El primer movimiento fuerte fue Nicolás Orsini, que llegó desde Lanús como una apuesta importante pero "nunca logró transformarse en el atacante determinante que el club esperaba". Más tarde, el regreso de Darío Benedetto generó ilusión por su historia en la Bombonera; sin embargo, su segunda etapa "no alcanzó el impacto esperado y terminó alejándose del club después de una etapa marcada por altibajos".
Uno de los golpes más rutilantes del mercado fue la llegada de Edinson Cavani. Su trayectoria internacional despertó una expectativa enorme, pero "las lesiones y la irregularidad física le impidieron tener la continuidad necesaria para convertirse en el goleador que Boca imaginaba". El uruguayo no pudo sostener una racha de partidos que le permitiera ser la referencia ofensiva que la dirigencia de Riquelme buscó desde el arranque.

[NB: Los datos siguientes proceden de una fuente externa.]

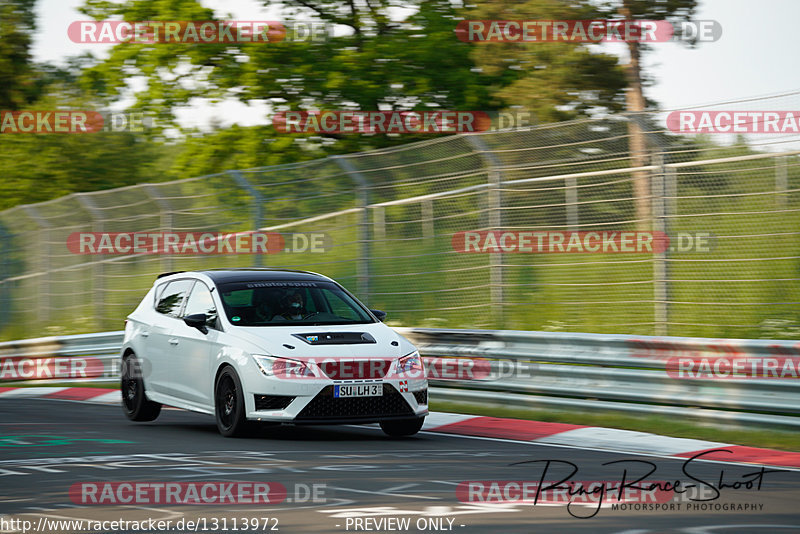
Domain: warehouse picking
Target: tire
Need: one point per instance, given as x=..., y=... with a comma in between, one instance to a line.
x=402, y=427
x=229, y=408
x=134, y=402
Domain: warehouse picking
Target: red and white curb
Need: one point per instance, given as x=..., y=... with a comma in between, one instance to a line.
x=596, y=438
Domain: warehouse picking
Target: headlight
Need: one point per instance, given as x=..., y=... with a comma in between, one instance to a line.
x=282, y=367
x=411, y=366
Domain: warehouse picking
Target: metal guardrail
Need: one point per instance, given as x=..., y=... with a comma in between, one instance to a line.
x=545, y=370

Entre todos los nombres, el que mejor respondió fue Miguel Merentiel. El uruguayo llegó primero a préstamo y luego el club compró su pase; con goles, presión constante y entrega, se ganó el reconocimiento de los hinchas. La fuente consultada lo ubica como "el delantero que mejor rendimiento tuvo hasta el momento", aunque no es el típico centrodelantero de área. Su intensidad y capacidad para presionar lo transformaron en uno de los refuerzos más efectivos de los últimos mercados.
Milton Giménez arribó desde Banfield con la expectativa de aportar gol y competencia interna, pero "todavía no consiguió mostrar todo lo que se esperaba de él". Es uno de los jugadores que más necesita una respuesta futbolística para pelear por un lugar definitivo en la consideración del cuerpo técnico.

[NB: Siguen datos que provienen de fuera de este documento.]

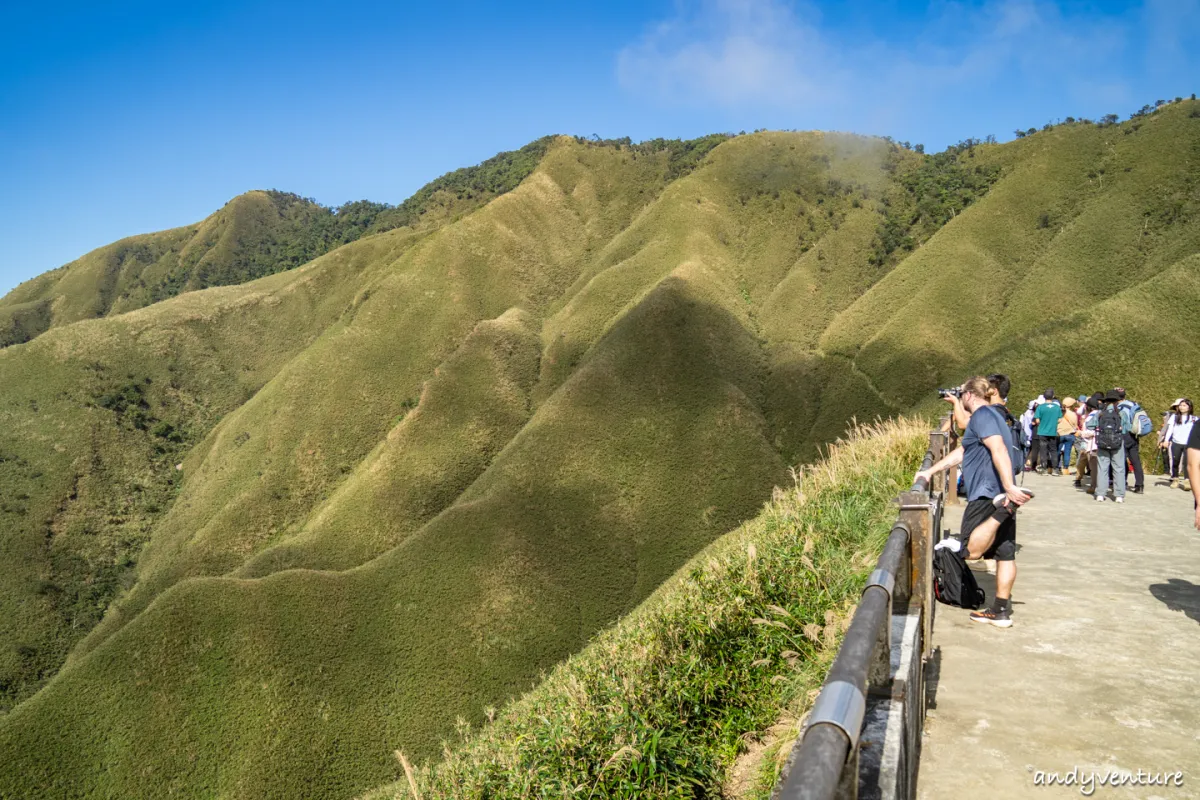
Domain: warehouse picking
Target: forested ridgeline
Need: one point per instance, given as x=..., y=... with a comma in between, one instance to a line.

La apuesta más reciente fue Adam Bareiro, un delantero al que Riquelme seguía desde hace tiempo y que llegó con el objetivo de solucionar una necesidad histórica del equipo. Sin embargo, "una lesión frenó su adaptación y todavía no pudo demostrar todo su potencial con la camiseta azul y oro". Su incorporación era vista como la pieza que podía cerrar la búsqueda, pero el parate lo dejó en una zona de incertidumbre.
El balance de la gestión deja una conclusión clara: Boca consiguió buenos rendimientos individuales, pero "todavía no encontró ese goleador indiscutido que pueda sostenerse durante varias temporadas". Con Bareiro buscando recuperarse, Giménez intentando consolidarse y Merentiel como la referencia más confiable, el desafío de hallar un nueve que resuelva la falta de gol y se haga protagonista en los partidos importantes sigue abierto. La dirigencia mantiene la búsqueda de esa fórmula que la era Riquelme persiguió desde el día uno.